We are coming up on the Christmas Season in the church. I’m willing to bet that we are going to hear familiar stories, see familiar colors, and hear familiar songs. I really doubt anyone will say, “Boring! Heard it! I know all this stuff already!” When I think about the repetition of this story, year in and year out, I’m reminded that ministry, worship, and community (the things that make us who we are) are much more than simply the transfer of knowledge. We already know the story, but when we hear it again, we are reminded that God’s love is present, right here and right now. Ministry, worship, and community help us experience God’s love right now, in our very present.

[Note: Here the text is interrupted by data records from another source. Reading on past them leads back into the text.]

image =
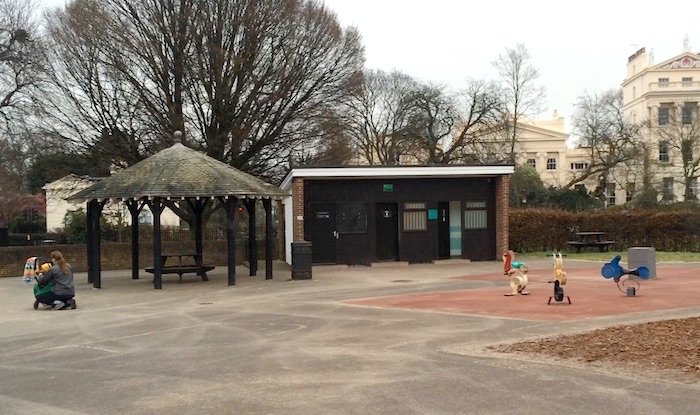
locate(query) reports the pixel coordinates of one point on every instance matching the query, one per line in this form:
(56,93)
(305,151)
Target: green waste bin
(301,260)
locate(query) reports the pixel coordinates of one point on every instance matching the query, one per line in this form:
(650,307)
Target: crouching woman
(63,291)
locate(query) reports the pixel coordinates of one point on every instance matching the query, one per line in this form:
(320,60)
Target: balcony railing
(682,85)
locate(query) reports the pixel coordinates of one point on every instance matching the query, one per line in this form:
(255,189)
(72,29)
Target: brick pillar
(298,209)
(502,214)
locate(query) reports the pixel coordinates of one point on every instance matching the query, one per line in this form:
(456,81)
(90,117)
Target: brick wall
(118,255)
(298,209)
(502,214)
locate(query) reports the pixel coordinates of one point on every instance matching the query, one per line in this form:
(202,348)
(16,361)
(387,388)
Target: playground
(397,338)
(591,296)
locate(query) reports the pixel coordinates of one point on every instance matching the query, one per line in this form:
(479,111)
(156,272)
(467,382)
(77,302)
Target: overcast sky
(577,46)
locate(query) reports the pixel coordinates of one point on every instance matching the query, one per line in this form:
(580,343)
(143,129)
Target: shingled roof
(179,172)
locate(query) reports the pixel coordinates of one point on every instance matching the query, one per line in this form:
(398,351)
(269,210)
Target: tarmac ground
(390,339)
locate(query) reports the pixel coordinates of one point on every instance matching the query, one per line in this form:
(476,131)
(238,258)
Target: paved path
(308,347)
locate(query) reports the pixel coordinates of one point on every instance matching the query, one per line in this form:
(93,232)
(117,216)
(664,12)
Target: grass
(607,256)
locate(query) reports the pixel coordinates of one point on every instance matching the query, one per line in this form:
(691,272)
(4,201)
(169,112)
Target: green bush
(549,229)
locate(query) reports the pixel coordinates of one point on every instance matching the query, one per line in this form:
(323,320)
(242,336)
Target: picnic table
(186,263)
(590,239)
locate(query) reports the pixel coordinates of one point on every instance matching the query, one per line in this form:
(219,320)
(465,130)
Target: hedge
(536,229)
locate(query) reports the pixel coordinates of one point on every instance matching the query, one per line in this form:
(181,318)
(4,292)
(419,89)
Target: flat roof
(384,172)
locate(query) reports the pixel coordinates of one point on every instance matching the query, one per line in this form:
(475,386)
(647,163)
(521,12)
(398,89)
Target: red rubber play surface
(591,296)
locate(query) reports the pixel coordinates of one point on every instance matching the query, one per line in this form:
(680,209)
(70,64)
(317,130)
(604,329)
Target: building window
(610,193)
(475,215)
(693,191)
(687,113)
(352,218)
(687,151)
(663,152)
(415,217)
(668,189)
(631,187)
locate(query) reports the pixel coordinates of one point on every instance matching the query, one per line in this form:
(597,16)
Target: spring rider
(614,270)
(559,279)
(517,273)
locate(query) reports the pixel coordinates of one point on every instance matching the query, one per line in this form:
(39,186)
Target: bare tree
(609,139)
(378,115)
(21,58)
(431,123)
(89,106)
(679,132)
(244,79)
(476,137)
(521,94)
(21,66)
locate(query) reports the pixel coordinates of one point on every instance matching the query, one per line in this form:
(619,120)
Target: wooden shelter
(183,175)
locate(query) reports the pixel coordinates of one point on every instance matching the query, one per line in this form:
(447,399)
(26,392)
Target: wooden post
(267,204)
(252,242)
(90,241)
(94,245)
(156,209)
(134,210)
(231,225)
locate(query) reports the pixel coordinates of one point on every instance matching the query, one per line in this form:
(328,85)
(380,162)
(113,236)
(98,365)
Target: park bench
(602,246)
(181,268)
(590,239)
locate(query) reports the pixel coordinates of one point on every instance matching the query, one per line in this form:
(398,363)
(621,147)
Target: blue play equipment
(614,270)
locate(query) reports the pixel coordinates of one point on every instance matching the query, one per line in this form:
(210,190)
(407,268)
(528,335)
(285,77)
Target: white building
(57,206)
(665,98)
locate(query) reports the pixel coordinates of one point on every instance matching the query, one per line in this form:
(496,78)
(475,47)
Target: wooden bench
(194,267)
(601,245)
(200,270)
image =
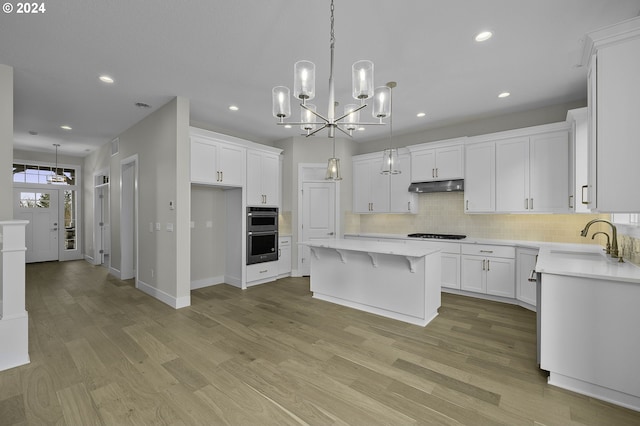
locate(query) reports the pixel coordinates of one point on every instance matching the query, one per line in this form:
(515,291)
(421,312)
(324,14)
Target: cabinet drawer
(490,251)
(262,271)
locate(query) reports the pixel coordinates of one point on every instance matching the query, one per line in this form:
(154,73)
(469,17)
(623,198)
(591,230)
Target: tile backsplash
(444,213)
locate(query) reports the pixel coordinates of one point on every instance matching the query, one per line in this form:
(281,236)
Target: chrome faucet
(614,235)
(608,249)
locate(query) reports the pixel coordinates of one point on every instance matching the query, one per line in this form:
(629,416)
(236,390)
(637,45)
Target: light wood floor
(104,353)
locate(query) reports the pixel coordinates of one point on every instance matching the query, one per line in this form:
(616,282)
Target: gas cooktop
(438,236)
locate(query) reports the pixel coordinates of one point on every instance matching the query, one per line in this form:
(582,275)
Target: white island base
(387,279)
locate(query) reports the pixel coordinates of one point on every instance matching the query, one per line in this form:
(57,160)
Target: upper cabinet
(613,57)
(263,178)
(216,162)
(520,171)
(437,161)
(480,184)
(577,119)
(374,192)
(223,160)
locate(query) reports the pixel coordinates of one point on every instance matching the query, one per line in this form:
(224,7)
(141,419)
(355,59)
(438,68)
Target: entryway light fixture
(304,90)
(390,161)
(55,177)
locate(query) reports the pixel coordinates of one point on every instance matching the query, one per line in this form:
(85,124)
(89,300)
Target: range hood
(438,186)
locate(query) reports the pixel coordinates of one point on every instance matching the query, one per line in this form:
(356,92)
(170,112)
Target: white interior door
(40,208)
(318,217)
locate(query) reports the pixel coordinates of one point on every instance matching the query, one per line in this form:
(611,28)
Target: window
(33,200)
(31,173)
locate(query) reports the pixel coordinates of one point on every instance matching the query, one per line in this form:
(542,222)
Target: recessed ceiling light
(483,36)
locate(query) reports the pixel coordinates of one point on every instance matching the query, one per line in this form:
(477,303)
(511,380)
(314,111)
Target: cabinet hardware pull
(583,188)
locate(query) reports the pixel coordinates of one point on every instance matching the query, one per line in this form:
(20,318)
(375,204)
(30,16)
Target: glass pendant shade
(390,162)
(362,79)
(281,102)
(351,120)
(381,102)
(304,80)
(333,169)
(307,118)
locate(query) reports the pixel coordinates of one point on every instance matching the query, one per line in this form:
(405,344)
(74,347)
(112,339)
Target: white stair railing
(14,320)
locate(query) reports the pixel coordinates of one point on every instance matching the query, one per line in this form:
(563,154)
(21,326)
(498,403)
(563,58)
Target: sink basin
(583,255)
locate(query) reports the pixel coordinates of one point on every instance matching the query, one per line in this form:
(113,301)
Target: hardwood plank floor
(105,353)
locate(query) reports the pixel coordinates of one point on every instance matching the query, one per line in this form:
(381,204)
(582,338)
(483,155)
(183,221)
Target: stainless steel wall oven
(262,234)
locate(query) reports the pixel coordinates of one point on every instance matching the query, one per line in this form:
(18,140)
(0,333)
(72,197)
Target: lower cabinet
(260,273)
(284,257)
(525,289)
(488,269)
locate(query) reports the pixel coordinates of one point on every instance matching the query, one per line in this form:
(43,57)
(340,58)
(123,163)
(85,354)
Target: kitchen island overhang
(395,280)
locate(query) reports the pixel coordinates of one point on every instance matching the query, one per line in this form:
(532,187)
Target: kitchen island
(390,279)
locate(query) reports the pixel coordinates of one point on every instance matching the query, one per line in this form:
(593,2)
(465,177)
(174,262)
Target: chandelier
(349,120)
(55,177)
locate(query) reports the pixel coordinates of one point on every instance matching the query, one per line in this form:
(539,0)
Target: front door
(318,217)
(40,208)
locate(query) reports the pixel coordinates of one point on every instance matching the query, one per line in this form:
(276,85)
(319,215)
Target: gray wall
(6,142)
(161,142)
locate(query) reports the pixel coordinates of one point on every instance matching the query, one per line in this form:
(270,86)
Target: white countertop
(587,262)
(578,260)
(379,247)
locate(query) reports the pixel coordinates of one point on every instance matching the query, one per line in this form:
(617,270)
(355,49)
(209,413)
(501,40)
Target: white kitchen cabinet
(400,199)
(263,178)
(216,162)
(526,262)
(613,56)
(480,177)
(284,256)
(437,161)
(532,173)
(579,143)
(488,269)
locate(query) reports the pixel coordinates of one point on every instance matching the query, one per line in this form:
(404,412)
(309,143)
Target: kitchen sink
(583,255)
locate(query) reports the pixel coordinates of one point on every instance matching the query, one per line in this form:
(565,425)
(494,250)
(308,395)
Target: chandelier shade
(362,79)
(382,102)
(304,80)
(281,102)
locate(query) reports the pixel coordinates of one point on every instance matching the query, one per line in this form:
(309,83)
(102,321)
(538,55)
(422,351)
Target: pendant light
(390,161)
(55,177)
(333,165)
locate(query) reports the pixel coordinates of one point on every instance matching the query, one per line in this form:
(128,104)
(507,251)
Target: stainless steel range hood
(438,186)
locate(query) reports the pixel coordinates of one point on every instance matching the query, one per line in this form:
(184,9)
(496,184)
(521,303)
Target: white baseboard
(115,272)
(174,302)
(206,282)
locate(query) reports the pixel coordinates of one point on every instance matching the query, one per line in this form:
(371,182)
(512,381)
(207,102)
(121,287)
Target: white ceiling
(220,53)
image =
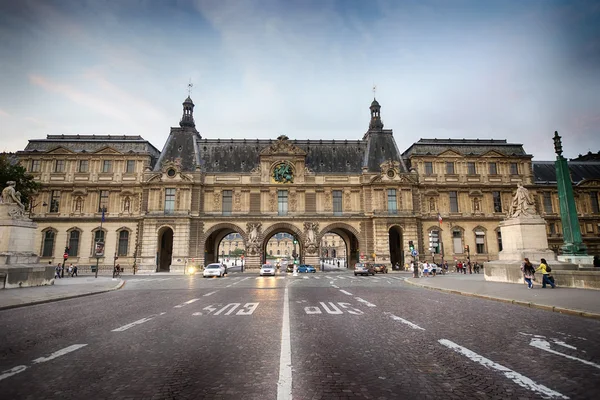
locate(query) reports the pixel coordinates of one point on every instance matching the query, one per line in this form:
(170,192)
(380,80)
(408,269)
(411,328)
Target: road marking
(186,303)
(13,371)
(365,302)
(59,353)
(545,345)
(134,323)
(284,384)
(519,379)
(404,321)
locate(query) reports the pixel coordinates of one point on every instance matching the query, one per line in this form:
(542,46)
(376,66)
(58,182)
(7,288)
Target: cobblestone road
(181,337)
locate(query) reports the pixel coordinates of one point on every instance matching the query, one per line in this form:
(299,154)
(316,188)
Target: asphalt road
(315,336)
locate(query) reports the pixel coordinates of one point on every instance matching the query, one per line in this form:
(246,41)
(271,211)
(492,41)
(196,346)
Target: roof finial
(190,85)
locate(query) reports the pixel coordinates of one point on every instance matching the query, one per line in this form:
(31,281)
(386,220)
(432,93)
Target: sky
(514,70)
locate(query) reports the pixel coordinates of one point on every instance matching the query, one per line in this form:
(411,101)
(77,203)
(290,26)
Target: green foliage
(11,170)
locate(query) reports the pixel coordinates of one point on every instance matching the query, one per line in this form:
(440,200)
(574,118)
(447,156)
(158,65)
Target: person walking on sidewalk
(528,272)
(545,273)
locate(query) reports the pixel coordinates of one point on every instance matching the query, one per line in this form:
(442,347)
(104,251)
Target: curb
(36,302)
(560,310)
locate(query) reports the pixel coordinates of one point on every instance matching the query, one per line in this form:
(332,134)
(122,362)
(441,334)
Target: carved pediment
(107,150)
(60,150)
(282,147)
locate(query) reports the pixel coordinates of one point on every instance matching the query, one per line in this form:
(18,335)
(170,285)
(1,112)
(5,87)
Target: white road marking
(545,345)
(284,384)
(365,302)
(404,321)
(13,371)
(59,353)
(519,379)
(186,303)
(134,323)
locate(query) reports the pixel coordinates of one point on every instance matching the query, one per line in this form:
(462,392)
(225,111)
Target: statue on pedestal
(522,204)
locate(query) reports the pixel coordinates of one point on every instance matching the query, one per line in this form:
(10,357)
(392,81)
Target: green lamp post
(572,241)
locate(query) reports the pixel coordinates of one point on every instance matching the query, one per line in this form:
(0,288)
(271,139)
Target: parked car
(380,268)
(267,269)
(307,268)
(364,269)
(214,269)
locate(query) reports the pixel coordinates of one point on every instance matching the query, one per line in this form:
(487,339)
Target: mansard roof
(465,147)
(544,172)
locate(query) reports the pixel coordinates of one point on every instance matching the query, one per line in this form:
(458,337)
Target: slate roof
(544,172)
(466,147)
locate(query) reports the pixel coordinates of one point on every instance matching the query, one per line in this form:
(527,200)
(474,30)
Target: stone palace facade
(165,210)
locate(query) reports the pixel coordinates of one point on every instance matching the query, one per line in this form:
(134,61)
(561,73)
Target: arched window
(48,243)
(73,244)
(123,243)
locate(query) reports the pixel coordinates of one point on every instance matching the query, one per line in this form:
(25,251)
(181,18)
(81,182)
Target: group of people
(529,273)
(59,271)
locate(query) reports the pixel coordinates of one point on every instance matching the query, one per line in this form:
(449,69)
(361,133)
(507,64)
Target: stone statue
(10,196)
(522,204)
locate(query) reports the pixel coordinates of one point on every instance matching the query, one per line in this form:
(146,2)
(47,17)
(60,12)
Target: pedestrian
(545,273)
(528,272)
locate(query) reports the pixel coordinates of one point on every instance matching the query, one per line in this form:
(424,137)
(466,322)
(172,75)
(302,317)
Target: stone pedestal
(19,265)
(524,237)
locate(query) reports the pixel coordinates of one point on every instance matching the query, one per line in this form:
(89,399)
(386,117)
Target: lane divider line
(284,384)
(404,321)
(519,379)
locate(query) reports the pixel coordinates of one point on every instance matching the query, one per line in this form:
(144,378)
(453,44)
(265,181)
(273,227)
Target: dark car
(364,269)
(380,268)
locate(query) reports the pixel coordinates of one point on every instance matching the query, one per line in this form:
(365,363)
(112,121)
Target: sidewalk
(62,289)
(581,302)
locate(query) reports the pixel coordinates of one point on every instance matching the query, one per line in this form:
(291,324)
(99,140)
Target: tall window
(428,168)
(471,170)
(337,202)
(59,166)
(123,243)
(499,239)
(480,242)
(106,166)
(453,201)
(74,243)
(103,202)
(169,201)
(84,166)
(55,201)
(547,202)
(594,201)
(48,245)
(226,206)
(282,202)
(392,201)
(514,169)
(497,201)
(35,165)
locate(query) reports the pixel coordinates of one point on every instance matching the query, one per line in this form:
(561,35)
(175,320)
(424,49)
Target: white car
(214,269)
(267,269)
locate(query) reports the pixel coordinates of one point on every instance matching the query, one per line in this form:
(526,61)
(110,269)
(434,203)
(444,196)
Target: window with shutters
(337,202)
(227,202)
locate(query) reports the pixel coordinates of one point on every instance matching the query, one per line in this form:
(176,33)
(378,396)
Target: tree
(11,170)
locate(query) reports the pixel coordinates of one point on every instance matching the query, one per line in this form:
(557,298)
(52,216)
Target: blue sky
(515,70)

I’m guilty of trying to make my ministry primarily about teaching teens things that they’ve never heard. Some times I forget that ministry is about letting teens experience God in the present, after all, the present, this present moment is the only place that we can experience God. It’s the only place that we are. We already know so many truths—God is love, God loves us, there is nothing more that we can do to be any more loved than we are right now. The trick is remembering it in this very moment.

There are so many things in our pasts and in our futures that tempt us to regret or worry, when the truth is that God is present to you right now, loving you more than you can imagine. So rest in that love, right now. And right now. And right now. It’s always exciting to hear a new idea or new knowledge, but sometimes we just need to remember the things we know, and be present to God in the moment. Merry Christmas!